Finance

It appears most ETF investors aren’t cashing out of technology despite this year’s painful losses.

The widely-held ARK Innovation ETF and the Technology Select Sector SPDR Fund, down 59% and 25% respectively this year, aren’t showing meaningful outflows so far this year.

Invesco’s Anna Paglia lists a reason: Investors are more loyal to the idea of growth than to the market’s near-term swings.

“You do not assess the growth of companies based on what’s happening today, [and] what’s going to happen next month,” the firm’s global head of ETFs and indexed strategies told CNBC’s “ETF Edge” last week. “You assess growth based on what you think is going to happen in five years or 10 years.”

The Nasdaq rallied almost 3% on Friday — climbing more than 2% for the week during a heavy part of earnings season. The tech-heavy index staged a comeback despite Amazon‘s rough performance following Thursday’s quarterly earnings and guidance.

The Nasdaq is still almost 32% from its record high hit last November.

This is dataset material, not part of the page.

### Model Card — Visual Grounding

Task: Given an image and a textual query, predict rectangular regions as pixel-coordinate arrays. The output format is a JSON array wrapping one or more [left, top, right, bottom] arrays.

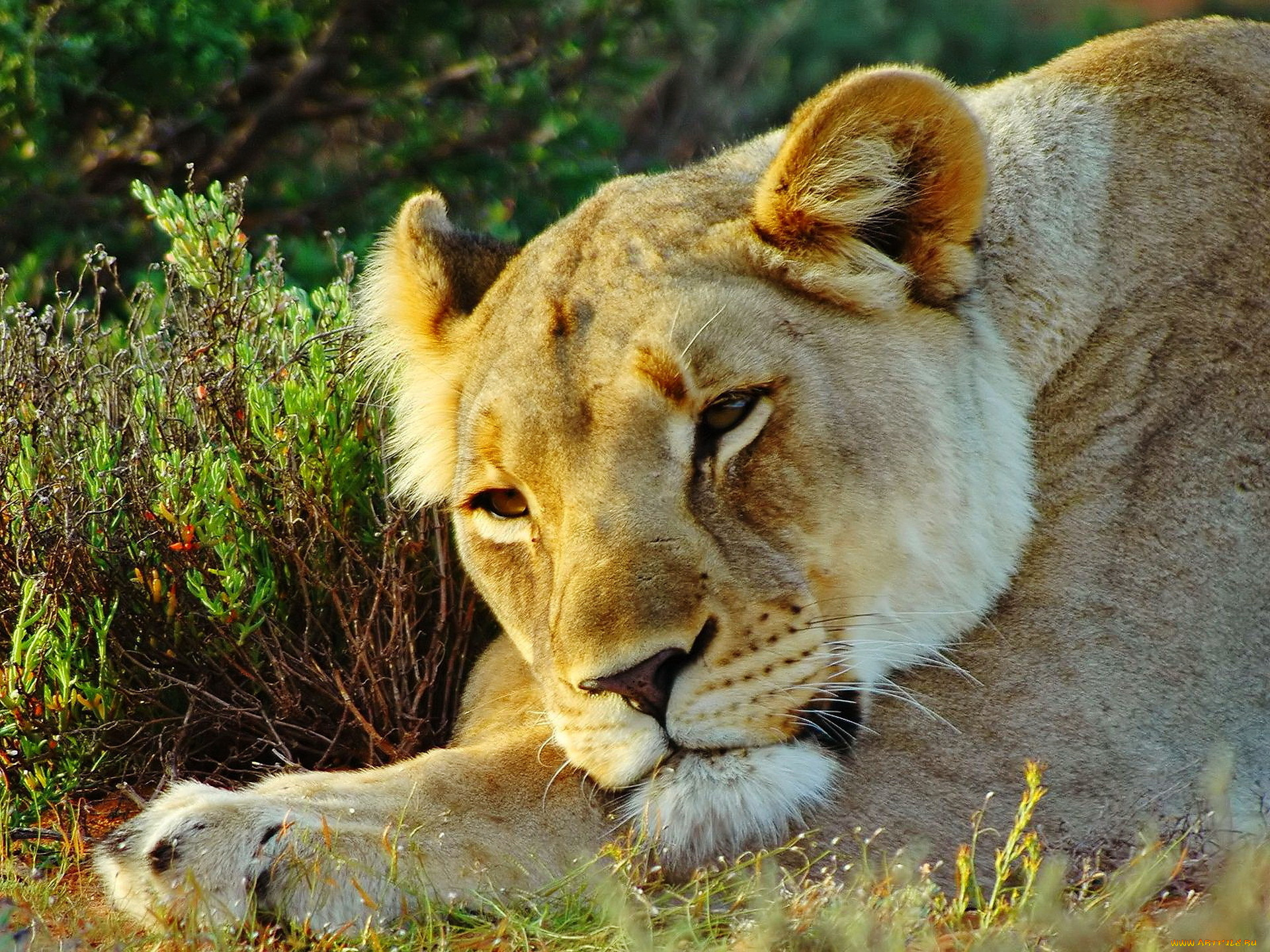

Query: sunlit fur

Yet many big volume ETFs including the Proshares Ultrapro QQQ, which tracks the Nasdaq 100, are also holding on to investors. It’s down 74% so far this year.

VettaFi’s Dave Nadig believes future growth prospectics are keeping investors interested. The short and leveraged QQQs in the ETF space have been “stalwarts for volume” ever since launching, according to Nadig.

“We can turn to the QQQ as a perfect example here. The people who are trading short Qs and leverage Qs are not doing that because they’re looking for a more efficient beta for their retirement plan. They’re doing that because they’re making a call in tech,” the firm’s financial futurist said.